Cut CI/CD Costs by 27% & 2x Deployment Speed with GitHub Actions on EKS Auto

On April 5, 2025 I did a live stream on how to run Github Actions Self Hosted Runners on EKS Auto with AWS Heroes Arshad Zackeriya and Jones Zachariah Noel.
Disclaimer:
No Beagles were harmed. Slightly annoyed, maybe — but unharmed.
The results
{Performance, Speed, Cost}
were not only astonishing but impeccable and promising enough to adopt this solution at the enterprise level. This solution isn’t just AWS agnostic, with the knowledge gained in this blog can be extended to Azure, google or if you are running K8 own your own bare metal servers.For the people who wants to jump straight in to trying the solution can follow my repo here
This is going to be a bit of a long one, so grab a coffee, get comfy, and make sure you’re sitting in your optimal developer position™ — you know the one.
Why this solution
I work as a senior DevOps Engineer at Colorkrew where we have a lot of products and to support the development workflow we have lot of GitHub repositories.
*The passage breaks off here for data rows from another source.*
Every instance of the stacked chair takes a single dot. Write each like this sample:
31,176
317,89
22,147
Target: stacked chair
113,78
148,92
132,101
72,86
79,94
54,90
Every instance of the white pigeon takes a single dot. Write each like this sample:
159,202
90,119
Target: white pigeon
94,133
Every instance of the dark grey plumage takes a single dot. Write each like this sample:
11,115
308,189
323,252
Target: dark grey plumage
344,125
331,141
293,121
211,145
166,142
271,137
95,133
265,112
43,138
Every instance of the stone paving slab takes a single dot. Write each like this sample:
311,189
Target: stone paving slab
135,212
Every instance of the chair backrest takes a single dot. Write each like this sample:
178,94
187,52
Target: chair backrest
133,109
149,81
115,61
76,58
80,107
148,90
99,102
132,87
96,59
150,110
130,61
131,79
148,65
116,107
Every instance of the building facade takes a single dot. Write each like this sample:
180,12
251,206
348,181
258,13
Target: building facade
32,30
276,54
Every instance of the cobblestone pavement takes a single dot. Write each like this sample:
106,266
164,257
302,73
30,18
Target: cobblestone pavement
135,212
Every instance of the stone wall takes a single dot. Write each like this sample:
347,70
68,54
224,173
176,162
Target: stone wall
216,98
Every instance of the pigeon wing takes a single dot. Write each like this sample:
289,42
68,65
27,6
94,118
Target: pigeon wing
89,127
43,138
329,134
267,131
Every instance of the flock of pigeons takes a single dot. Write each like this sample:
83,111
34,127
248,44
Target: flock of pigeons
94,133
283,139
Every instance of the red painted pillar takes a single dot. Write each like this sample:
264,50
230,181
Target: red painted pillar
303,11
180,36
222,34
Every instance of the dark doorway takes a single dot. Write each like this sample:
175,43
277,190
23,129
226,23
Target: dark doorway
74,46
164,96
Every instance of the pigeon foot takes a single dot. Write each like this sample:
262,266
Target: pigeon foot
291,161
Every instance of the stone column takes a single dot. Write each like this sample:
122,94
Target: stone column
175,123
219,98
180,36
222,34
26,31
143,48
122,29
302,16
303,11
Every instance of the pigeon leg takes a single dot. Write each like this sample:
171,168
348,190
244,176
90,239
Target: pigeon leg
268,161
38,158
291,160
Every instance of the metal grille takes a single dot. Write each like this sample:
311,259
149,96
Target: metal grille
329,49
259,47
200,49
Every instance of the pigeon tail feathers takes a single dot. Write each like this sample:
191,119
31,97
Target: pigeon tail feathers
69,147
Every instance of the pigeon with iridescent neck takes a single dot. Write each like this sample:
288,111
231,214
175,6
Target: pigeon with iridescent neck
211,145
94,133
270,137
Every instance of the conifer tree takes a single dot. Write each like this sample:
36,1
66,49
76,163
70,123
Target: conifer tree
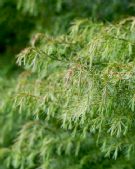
72,104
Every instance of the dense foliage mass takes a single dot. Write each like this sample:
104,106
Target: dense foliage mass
71,104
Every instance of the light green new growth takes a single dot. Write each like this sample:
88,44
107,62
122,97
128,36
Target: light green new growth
78,98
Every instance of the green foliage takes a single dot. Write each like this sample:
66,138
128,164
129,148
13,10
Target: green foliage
72,106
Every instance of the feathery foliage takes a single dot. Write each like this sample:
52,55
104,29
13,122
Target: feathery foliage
73,105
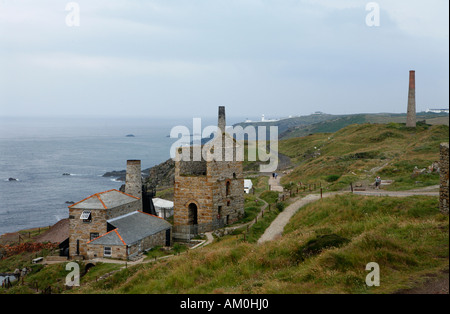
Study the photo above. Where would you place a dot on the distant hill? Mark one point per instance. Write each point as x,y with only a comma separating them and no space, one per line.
358,153
335,123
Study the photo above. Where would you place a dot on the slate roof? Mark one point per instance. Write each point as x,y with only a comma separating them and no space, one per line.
131,228
104,200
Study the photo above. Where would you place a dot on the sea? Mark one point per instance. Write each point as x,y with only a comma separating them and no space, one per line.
36,153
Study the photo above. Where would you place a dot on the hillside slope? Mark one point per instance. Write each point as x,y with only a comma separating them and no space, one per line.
358,153
338,122
325,249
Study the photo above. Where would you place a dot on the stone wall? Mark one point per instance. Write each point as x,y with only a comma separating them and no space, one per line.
443,195
124,209
80,230
133,180
97,251
195,190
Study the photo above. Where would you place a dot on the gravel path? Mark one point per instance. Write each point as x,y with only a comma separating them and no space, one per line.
277,226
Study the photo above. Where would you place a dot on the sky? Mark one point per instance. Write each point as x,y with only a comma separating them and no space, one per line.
164,58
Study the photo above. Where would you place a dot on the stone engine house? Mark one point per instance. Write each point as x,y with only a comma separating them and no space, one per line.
112,224
209,193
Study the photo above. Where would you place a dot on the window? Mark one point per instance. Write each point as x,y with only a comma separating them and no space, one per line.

As we started to increase our product portfolio, our CI/CD pipelines also started to become more complex, concurrent and frequent leading to the need of more computation power and eventually more robust infrastructure layer which supports our growing needs.
Running Github Actions on default free machines (called as runners) started to become slow and the initial solution was to either use Large hosted runners by GitHub which are paid or run the runners on our Infrastructure like Kubernetes.
So I started to compare both solutions on performance, speed and cost
and this lead to the inception of this running GitHub’s self hosted runners on EKS Auto.
Self Hosted Runner Concept on K8
Runners: The machines (servers or virtual environments) that actually execute the jobs defined in your workflows. When you manage called as Self Hosted runners otherwise GitHub Hosted runners. Runners are ephemeral in nature.
Runner Scale Sets: Think of it as a logical grouping of runners that are homogeneous in nature which means all runners under a particular group will have same configuration. Can be installed at repository, organization or enterprise level.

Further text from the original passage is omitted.